Evaluation for perception systems
Object detection
In recent years, ml community has made huge progress in object detection through models such as Faster R_CNN, Mask R-CNN, YOLO among others. In this
Let’s consider system outputs as predicted classes and bounding boxes.

- Intersection over Union (IOU) : IOU evaluates the overlap between ground-truth bounding box (gt) and the predicted bounding box (pred). It is calculated as the area of intersection between gt & pred divided by the area of the union of the two. This is widely used for human annotation jobs where a threshold IoU requirement is provided, to ensure that the annotations that are delivered have desired quality.
- Precision, Recall : Precision & Recall can be computed based on the predicted classes of objects and ground truth. If bounding boxes are also provided we can use a IOU threshold.
- Average Precision (AP) : The definition for the AP is the area under the precision-recall curve. AP is calculated individually for each class. This means that there are as many AP values as the number of classes. If one accepts more positives by lowering IOU threshold, the recall will increase but false positives may also increase, decreasing the precision score. For a good model, both precision and recall should remain high even if the confidence threshold varies.
- Average Precision @ IOU threshold (AP@x) : Average precision can be computed at several IOU thresholds such as 0.5, 0.75. These can be denoted by AP@50, AP@75 respectively. One can also create a metric where you take average of N such thresholds : [0.5, 0.75, 0.9, 0.95]
- Mean average precision (mAP) : mAP is computed by taking mean of AP for all classes. This can be used as a single metric to determine quality of object detection system.
Semantic segmentation :
Another very common task performed by perception/CV systems is Semantic segmentation. The primary goal is to predict class labels for each pixel in the image. It is used in self driving, content classification among others.

- Pixel Accuracy : Percent of pixels in the image which are correctly classified. The pixel accuracy is commonly reported for each class separately as well as globally across all classes.
- Intersection over Union (IOU) : It is the same as described in Object detection section above. It is used to quantify the percent overlap of pixels between the target image and prediction output.
- Dice Coefficient : Dice Coefficient is 2 * the Area of Overlap divided by the total number of pixels combined. The Dice coeff and IOU are positively correlated. In general, the IOU metric tends to penalize single instances of bad classification more than the F score quantitatively even when they can both agree that this one instance is bad. While comparing classifier A vs B, let’s say that the vast majority of the predictions are moderately better with A than B, but some of them of them are significantly worse using classifier A. It may be the case then that the Dice coeff favors classifier A while the IoU metric favors classifier B.

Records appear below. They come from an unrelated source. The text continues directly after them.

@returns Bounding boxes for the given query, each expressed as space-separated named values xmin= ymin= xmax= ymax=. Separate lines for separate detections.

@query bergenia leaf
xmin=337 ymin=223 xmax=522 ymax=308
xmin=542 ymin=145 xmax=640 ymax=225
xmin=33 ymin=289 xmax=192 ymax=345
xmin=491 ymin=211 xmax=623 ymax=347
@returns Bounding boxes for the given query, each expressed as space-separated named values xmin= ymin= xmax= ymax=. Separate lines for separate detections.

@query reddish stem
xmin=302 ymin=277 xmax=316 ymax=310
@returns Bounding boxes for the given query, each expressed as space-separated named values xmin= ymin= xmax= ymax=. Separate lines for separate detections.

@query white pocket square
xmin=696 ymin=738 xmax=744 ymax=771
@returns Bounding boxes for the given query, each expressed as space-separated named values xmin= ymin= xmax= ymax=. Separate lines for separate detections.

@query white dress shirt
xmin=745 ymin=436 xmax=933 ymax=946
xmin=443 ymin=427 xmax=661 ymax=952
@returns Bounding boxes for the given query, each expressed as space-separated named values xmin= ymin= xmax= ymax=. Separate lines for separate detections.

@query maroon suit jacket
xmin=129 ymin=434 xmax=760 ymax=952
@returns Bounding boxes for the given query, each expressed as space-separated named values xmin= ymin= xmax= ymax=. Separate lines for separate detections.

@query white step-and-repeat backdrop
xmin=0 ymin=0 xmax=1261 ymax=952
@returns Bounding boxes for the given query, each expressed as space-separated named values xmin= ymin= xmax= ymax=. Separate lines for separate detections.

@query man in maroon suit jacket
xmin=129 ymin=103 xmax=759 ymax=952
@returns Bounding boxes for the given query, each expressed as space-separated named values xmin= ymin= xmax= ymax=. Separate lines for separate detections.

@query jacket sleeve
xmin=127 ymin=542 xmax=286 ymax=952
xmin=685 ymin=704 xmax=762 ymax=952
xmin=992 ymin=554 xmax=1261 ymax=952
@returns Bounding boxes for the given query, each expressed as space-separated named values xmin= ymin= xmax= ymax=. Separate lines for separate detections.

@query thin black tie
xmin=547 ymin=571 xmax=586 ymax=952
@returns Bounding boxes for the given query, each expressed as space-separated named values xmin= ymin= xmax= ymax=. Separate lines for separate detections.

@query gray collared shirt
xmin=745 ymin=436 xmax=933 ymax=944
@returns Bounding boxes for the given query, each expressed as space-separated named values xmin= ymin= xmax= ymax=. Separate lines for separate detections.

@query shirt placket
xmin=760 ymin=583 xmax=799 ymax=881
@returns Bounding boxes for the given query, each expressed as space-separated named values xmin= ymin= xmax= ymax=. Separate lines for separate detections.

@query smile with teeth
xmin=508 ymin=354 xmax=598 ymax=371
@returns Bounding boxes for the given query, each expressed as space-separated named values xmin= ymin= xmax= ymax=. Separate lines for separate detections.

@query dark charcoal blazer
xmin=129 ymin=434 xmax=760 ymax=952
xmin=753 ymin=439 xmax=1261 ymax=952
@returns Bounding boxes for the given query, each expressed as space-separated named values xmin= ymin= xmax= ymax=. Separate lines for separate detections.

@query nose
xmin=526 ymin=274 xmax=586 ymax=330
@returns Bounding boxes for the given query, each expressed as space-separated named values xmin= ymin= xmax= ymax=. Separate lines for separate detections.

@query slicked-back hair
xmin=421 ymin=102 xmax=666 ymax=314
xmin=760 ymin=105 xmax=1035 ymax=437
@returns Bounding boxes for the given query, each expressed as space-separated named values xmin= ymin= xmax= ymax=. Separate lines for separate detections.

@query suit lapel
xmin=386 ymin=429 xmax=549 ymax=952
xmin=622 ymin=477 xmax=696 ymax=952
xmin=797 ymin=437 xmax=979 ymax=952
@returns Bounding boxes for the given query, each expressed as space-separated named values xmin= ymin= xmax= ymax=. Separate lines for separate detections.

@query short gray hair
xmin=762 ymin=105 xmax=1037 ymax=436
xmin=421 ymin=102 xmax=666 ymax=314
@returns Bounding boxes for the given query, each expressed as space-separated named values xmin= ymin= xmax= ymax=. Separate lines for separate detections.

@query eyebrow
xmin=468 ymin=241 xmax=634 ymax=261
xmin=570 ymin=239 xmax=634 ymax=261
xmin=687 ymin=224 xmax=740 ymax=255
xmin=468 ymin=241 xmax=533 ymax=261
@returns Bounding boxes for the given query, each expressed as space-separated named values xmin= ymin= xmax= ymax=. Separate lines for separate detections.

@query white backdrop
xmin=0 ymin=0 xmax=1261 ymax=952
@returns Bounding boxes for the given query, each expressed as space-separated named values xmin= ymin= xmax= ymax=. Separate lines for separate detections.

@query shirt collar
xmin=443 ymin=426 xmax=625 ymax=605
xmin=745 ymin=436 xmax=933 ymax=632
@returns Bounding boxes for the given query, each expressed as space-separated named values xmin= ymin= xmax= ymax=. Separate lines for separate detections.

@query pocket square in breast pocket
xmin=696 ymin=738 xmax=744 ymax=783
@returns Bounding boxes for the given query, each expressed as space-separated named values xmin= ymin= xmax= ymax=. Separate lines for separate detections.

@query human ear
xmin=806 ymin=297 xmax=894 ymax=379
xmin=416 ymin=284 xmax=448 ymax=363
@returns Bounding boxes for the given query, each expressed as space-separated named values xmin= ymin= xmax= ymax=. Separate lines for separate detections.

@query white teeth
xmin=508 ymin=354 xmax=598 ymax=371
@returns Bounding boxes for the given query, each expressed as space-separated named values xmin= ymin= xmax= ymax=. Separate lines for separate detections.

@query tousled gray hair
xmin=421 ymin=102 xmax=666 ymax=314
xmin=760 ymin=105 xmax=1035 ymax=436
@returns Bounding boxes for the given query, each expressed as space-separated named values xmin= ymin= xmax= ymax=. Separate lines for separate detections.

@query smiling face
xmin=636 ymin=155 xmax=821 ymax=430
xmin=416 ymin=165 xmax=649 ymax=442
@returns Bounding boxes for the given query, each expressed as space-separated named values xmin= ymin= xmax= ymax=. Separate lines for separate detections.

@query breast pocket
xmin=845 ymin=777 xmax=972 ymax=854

- Total misclassifications : If an image only has a single pixel of some detectable class, and the classifier detects that pixel and one other pixel, its Dice coefficient is a lowly 2/3 and the IoU is even worse at 1/2. Trivial mistakes like these can seriously dominate the average score taken over a set of images. A metric commonly used to mitigate this is total misclassifications (FN + FP).
Conclusion :
- We studied various metrics used in perception systems doing object detection & semantic segmentation.
- We studied some of the pitfalls of commonly used metric like IOU and Dice coefficient.
- The best way to evaluate classifier is to report a wide range of metrics and study the anomalies.